Piedmont Airlines, a regional airline based in Maryland and subsidiary of American Airlines, announced Thursday that it would offer ExpressJet pilots conditional job offers based on seniority. The offer is based off of language in Piedmont’s pilot contract, negotiated in 2021 with the largest pilot union in the world, the Airline Pilots Association, that allows for the company to offer a “safe haven for employment” for pilots at “distressed” carriers, according to the company.
The offer isn’t just coming from Piedmont Airlines, either. American Airlines subsidiary Envoy Air “has the same provisions and we are offering ExpressJet/Aha pilots conditional job offers with no interview,” according to Ric Wilson, Vice President of Flight Operations from Envoy Air.
Atlanta-based ExpressJet operated over 450 aircraft at its peak, but pandemic-induced woes proved a fatal blow for the regional carrier. The airline, which calls itself a “reboot” of the company formerly flying as Delta Connection and United Express, filed for Chapter 11 bankruptcy Monday in Delaware and ceased operations, according to the company website. It pointed to stifled growth, rising costs and lower revenue due to the pandemic.
“No one wants to see an airline fail, ever. We know that ExpressJet pilots are well-trained aviators who know the Embraer 145 [aircraft], and we are very pleased to make this transition as easy as possible for them,” said Matt Kernan, Piedmont’s Director of Operations, in a press release Thursday. “This is an opportunity to get these pilots significant pay and bonus increases, expedited job offers and in the process, help Piedmont grow its fleet.”
The effort to snap up experienced pilots from the downtrodden company comes as Piedmont looks to expand its business and compete in an aviation sector with a thirst for pilots. Despite efforts by airlines to hire more pilots, the US pilot shortage is still forecast to get worse. And that will especially be true for the regional airlines like Piedmont serving smaller cities on behalf of the major carriers, like American Airlines. It is mainly those pilots who are being hired away to fly the larger jets.

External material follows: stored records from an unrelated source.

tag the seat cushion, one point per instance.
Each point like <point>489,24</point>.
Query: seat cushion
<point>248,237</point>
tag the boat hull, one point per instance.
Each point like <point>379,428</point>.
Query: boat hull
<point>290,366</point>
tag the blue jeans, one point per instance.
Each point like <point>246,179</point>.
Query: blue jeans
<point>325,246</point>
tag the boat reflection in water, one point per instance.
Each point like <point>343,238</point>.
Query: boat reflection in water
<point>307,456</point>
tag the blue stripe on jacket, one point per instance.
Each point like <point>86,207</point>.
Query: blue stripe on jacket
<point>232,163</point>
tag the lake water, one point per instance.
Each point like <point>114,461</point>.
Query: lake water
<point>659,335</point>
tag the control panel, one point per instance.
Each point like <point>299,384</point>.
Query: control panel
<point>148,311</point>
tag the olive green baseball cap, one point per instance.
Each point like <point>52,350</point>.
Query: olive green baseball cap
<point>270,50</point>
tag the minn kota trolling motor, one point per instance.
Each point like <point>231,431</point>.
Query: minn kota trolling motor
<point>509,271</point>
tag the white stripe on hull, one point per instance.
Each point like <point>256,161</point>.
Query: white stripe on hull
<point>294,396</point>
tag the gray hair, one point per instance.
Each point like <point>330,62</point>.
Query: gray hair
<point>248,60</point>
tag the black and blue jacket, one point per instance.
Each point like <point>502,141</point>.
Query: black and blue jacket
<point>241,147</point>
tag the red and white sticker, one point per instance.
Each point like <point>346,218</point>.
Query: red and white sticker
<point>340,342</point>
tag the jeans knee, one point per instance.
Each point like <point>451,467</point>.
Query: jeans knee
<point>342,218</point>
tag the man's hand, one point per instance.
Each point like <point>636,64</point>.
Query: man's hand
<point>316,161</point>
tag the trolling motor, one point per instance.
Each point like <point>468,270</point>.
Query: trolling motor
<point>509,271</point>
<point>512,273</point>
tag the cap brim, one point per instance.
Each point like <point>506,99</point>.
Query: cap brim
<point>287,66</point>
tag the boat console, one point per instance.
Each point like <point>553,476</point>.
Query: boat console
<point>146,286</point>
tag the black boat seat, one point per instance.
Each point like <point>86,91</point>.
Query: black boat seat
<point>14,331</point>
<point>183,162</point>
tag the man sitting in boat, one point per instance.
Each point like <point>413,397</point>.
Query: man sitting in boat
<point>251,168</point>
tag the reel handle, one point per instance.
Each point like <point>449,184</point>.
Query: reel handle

Based on data from consulting firm Oliver Wyman’s fleet forecast and models for industry growth, there is expected to be shortage of almost 30,000 pilots in North America by 2032 if the industry fails to address its staffing problems. That’s almost four times higher than this year’s anticipated gap of 8,000 pilots, which has already proven to be problematic.
This shortage is hitting regional airlines like Piedmont especially hard. According to the Regional Airline Association (RAA), two dozen markets served by regional airports have lost half of their service in the last three years — and that doesn’t include the rounds of cuts planned for later this year. Another 42 markets have lost between one third and half of service in that time frame.
Behind the pilot shortage is a confluence of trends, including the retirement of aging Baby Boomers and significantly fewer job candidates coming from the military, as the use of unmanned drones steadily increased and there were fewer deployments. Covid-19 exacerbated the shortfall, with airlines offering pilots early retirement at the height of the pandemic. When travel demand surged in 2021, the pilot shortfall was so dramatic that it hampered the airlines’ ability to ramp back up, leading to flight delays and cancellations.
“Communities were losing air service for the better part of the last decade,” said Faye Malarkey Black, CEO of the RAA. “You don’t have to lose all your service to lose connectivity to the system. When you lose much of your frequency, businesses won’t want to locate in a place.”